When the painters union approached local labor leaders to lend their support for the rally several weeks ago, Local 98 of the International Brotherhood of Electrical Workers endorsed the event, but not all construction unions did.

Local 98 spokesman Frank Keel said in an interview he was proud of the contingent of electricians at the rally.

“We understand, there are probably a lot of our members who voted for President Trump, but we got a lot of buy-in here,” Keel said.

Keel said building trades unions are concerned about immigrants “on construction sites in Philadelphia and elsewhere who are taking jobs from American citizens,” but he said the Trump administration’s policy of separating families motivated many leaders to join the protest.

Several other local building trades were represented in the crowd, and Ryan Boyer, business manager of the laborers district council, also spoke at the rally.

“The building trade is committed to fairness and honor,” Boyer said, “and snatching people away from their families at 2, and 3 and 4 and 5 is not the way you do it. We saw that once, and it was the trans-American slave trade.”

Among the other unions participating in the rally were the Philadelphia Federation of Teachers; the American Federation of State, County and Municipal Employees; the United Food and Commercial Workers; and the International Brotherhood of Teamsters.

Why here?

The protesters focused on Philadelphia, in part, because they said the U.S. Immigration and Customs Enforcement field office in the city refuses to release virtually all asylum seekers from detention pending resolution of their cases.

Last month, U.S. District Judge James Boasberg found that the ICE office in Philadelphia and two other cities had denied 100 percent of asylum-seekers parole pending resolution of their cases over an eight-month period, violating a previously established ICE policy to consider the release of asylum applicants.

I contacted the Philadelphia ICE office for comment, and an official responded with a prepared statement that didn’t respond directly to the charge that the Philadelphia office routinely denies parole to asylum applicants.

The statement said that ICE makes decisions about the “detention and release of removable aliens” based on a number of factors, including “the procedural posture of the alien’s immigration proceedings and the presence or absence of a criminal history.”

“ICE respects the rights of all people to voice their opinion peacefully without interference,” the official said.

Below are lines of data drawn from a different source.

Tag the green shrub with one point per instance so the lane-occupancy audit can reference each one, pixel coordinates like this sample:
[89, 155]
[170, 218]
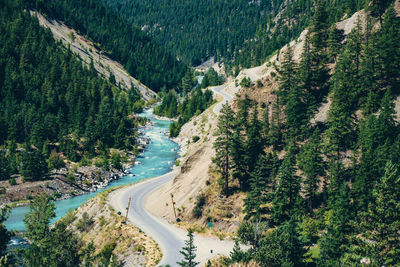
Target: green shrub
[195, 138]
[84, 223]
[55, 161]
[12, 181]
[200, 202]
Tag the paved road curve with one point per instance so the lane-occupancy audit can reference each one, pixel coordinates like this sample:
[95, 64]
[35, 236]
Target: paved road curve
[168, 237]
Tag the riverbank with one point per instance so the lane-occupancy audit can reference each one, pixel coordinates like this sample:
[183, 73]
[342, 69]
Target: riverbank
[73, 180]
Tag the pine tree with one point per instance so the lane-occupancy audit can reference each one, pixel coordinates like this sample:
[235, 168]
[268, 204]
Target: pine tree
[4, 234]
[334, 42]
[33, 164]
[334, 242]
[253, 146]
[188, 252]
[378, 8]
[281, 247]
[319, 73]
[287, 191]
[310, 162]
[381, 223]
[287, 75]
[260, 187]
[388, 53]
[5, 172]
[223, 144]
[238, 152]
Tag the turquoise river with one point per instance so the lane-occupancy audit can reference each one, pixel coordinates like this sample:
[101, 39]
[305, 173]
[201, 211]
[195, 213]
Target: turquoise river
[156, 160]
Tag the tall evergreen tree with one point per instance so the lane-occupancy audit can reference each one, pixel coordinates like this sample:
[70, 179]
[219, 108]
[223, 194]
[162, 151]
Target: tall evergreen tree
[388, 53]
[189, 252]
[287, 191]
[260, 187]
[281, 247]
[310, 162]
[223, 144]
[381, 223]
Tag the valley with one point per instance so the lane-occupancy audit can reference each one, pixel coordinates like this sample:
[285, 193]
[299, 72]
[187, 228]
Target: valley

ProPublica reported in April that ICE’s Philadelphia field office had arrested more undocumented immigrants without criminal convictions than any of the 23 other ICE offices in the country — a striking number since the state’s undocumented population ranks 16th in the country.

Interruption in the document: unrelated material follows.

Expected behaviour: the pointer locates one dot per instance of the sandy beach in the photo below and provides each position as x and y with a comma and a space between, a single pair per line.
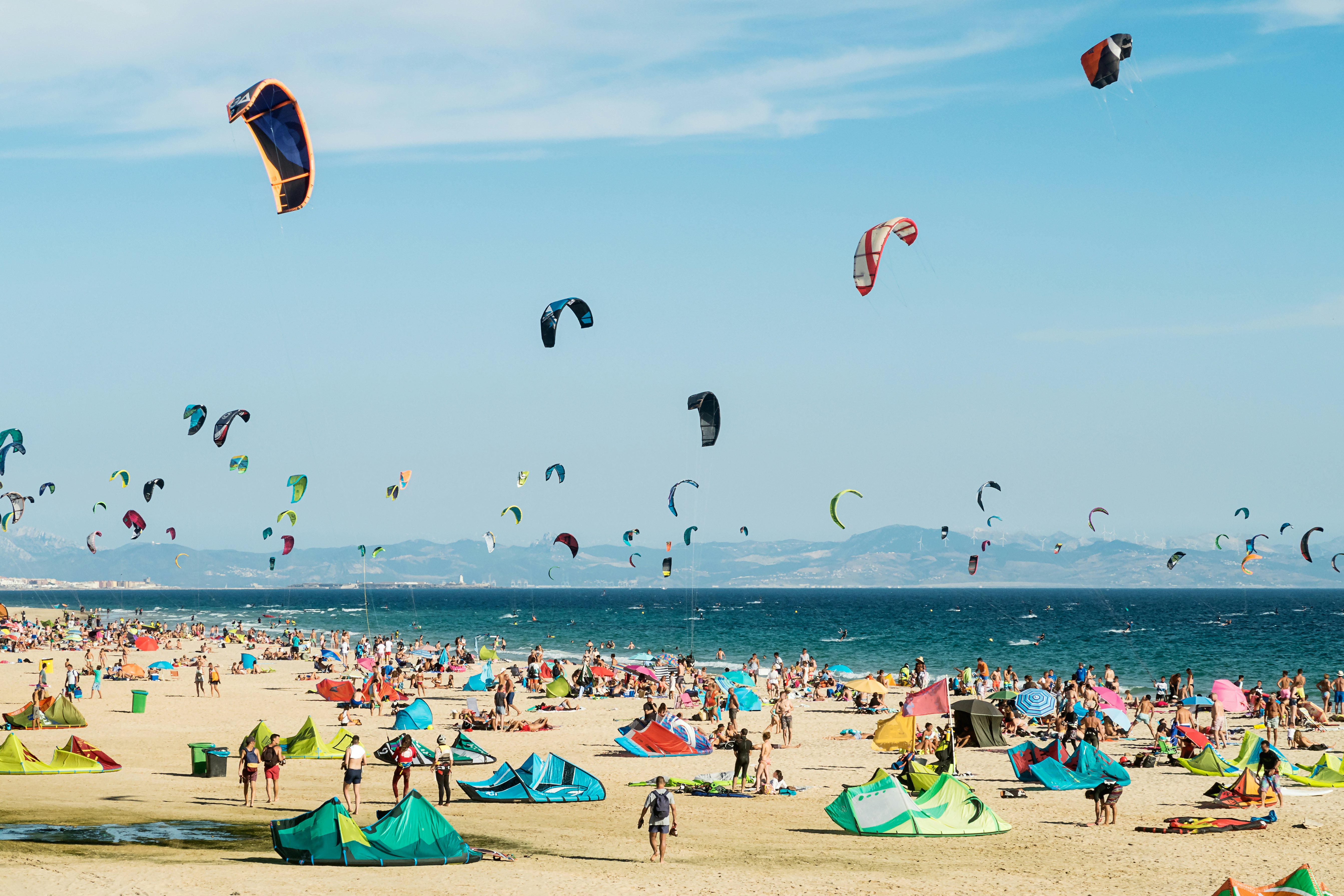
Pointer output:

In June, a federal judge in San Diego ordered a nationwide halt to the Trump administration’s policy of separating children from their families at U.S. borders and ordered the government to reunite the roughly 2,500 children already taken from their parents.

The administration wasn’t able to meet U.S. District Judge Dana Sabraw’s initial deadlines, but nearly 2,000 children have been reunited with their parents so far. Sabraw ordered immigration officials to work with the American Civil Liberties Union and immigration groups to reunite the remaining children with their parents, many of whom have already been deported.